A trend on Apple’s App Store for games has creeped into a full-blown epidemic.

iOSAdv1

iOSAdv2

This. This is the curse of the game preview that doesn’t actually show any gameplay.

(There are better, as in worse, examples of this, these 2 were just the first ones I found.)

This has always been an issue in gaming since as long as the internet has existed to encourage it. Developers or publishers released video trailers for upcoming games, but the trailer has little or zero footage that actually represents what the player does while playing the game. This could manifest as a cinematic, which isn’t always so bad as long as there is another video of the gameplay or footage cut alongside the cinematic.
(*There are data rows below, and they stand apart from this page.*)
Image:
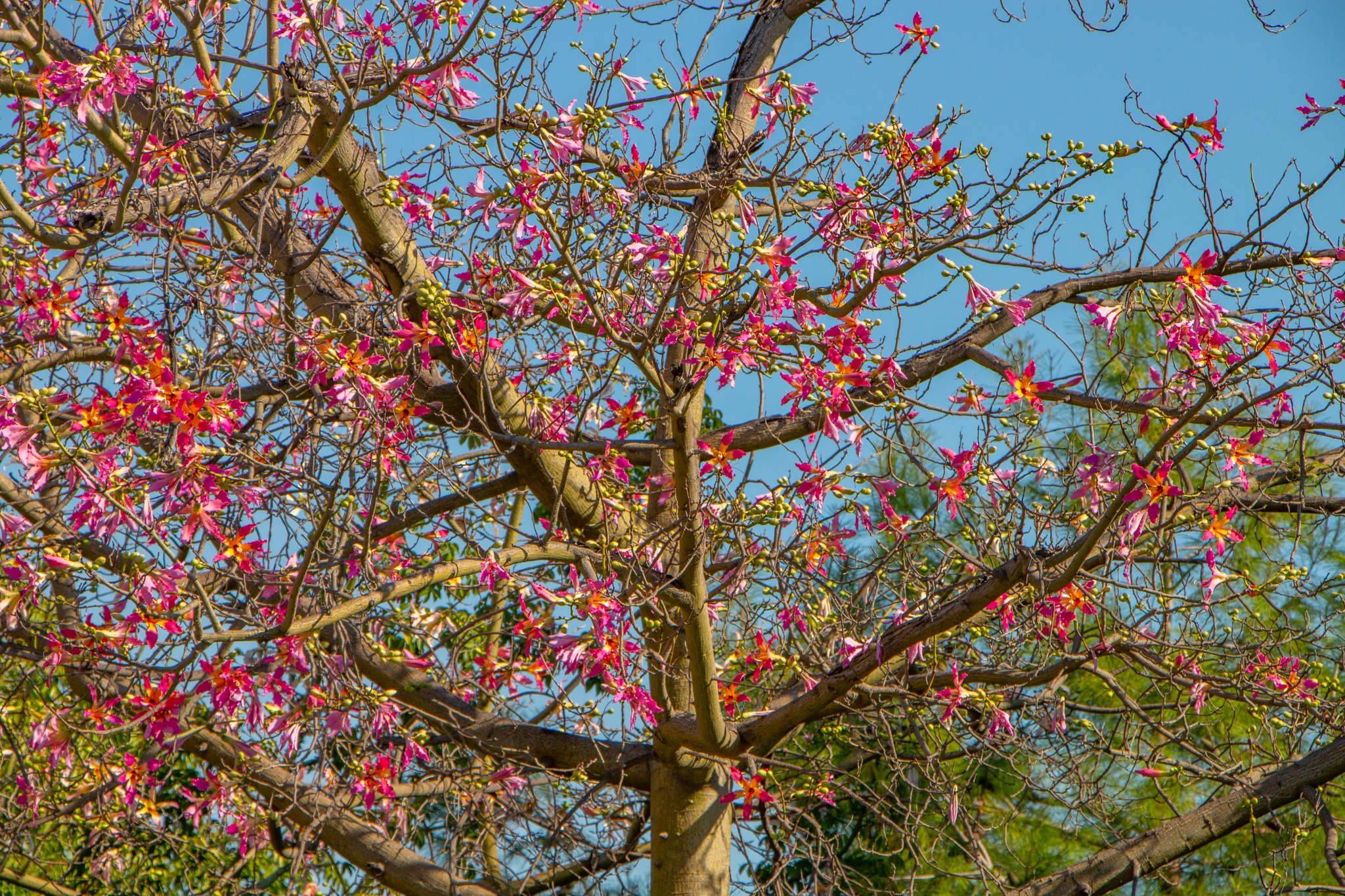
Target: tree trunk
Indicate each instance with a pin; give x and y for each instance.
(692, 830)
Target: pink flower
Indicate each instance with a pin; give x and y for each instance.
(1242, 456)
(954, 695)
(917, 34)
(751, 789)
(1105, 316)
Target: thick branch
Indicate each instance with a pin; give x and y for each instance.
(1119, 864)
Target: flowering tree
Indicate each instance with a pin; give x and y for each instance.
(373, 519)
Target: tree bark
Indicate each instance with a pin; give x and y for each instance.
(692, 830)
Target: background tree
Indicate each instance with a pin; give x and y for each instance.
(418, 519)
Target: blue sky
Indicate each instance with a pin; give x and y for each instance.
(1021, 79)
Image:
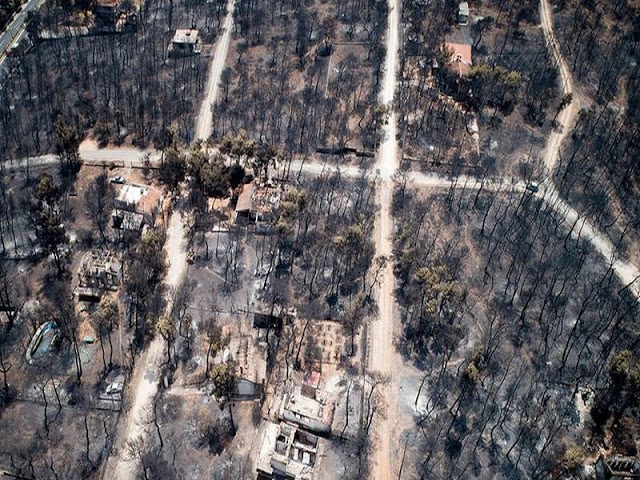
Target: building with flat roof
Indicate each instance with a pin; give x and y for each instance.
(185, 42)
(108, 11)
(99, 271)
(460, 60)
(258, 203)
(287, 453)
(313, 414)
(463, 13)
(143, 200)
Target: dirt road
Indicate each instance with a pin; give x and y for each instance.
(567, 117)
(204, 124)
(144, 382)
(383, 355)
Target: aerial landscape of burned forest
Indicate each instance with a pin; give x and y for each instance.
(320, 239)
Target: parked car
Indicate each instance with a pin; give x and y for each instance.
(532, 187)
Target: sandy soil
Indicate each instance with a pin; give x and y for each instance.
(627, 272)
(383, 354)
(567, 117)
(204, 124)
(144, 385)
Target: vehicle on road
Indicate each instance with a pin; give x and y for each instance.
(532, 187)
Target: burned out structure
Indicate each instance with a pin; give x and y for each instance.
(258, 204)
(251, 366)
(99, 271)
(185, 42)
(617, 468)
(313, 412)
(135, 206)
(287, 453)
(108, 11)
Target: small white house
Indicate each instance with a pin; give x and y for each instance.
(185, 42)
(463, 13)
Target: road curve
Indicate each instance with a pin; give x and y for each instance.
(566, 119)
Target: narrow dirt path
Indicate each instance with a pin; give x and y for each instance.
(143, 386)
(382, 354)
(566, 119)
(204, 124)
(144, 383)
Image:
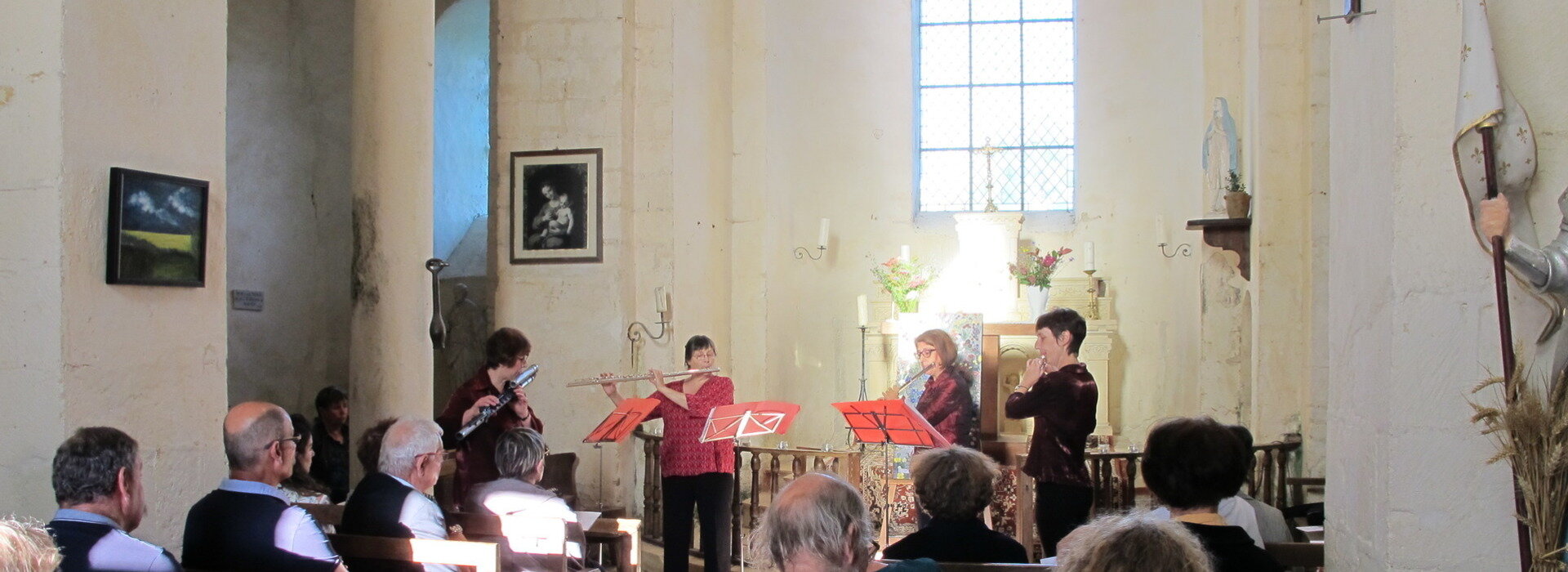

Another trend is have a “cinematic” trailer for the game that really is some of the gameplay, except it’s so heavily modified that you’d never know. Whether it’s the UI being stripped away, sounds and visuals being edited in post, or added graphics and text.

On iOS, the same is happening. These images have become a trend. They don’t actually show the gameplay, they just have elements from the game composited together, along with giant text that claim the game’s main bullet point features.

Why developers/publishers are doing this, I’m not positive. Sometimes I think they do it only to grab attention, and to make their game have the best chance of being downloaded. There’s not much bad intent there. But more often, it seems like it’s a method to hide things that these type of games are missing. What types of things? Well… content.

Many times the games that use this marketing tactic are the types of games that borrow heavily from other games to determine the mechanics in their game, and contain many free-to-play elements like timers, purchasing currency and upgrades, or other similar things. By displaying their game using these flashy graphical shots, the player isn’t 100% sure what the game is, and so it gives the developer a better chance of scoring a download, getting the player hooked, and then bleeding them dry of real-world cash.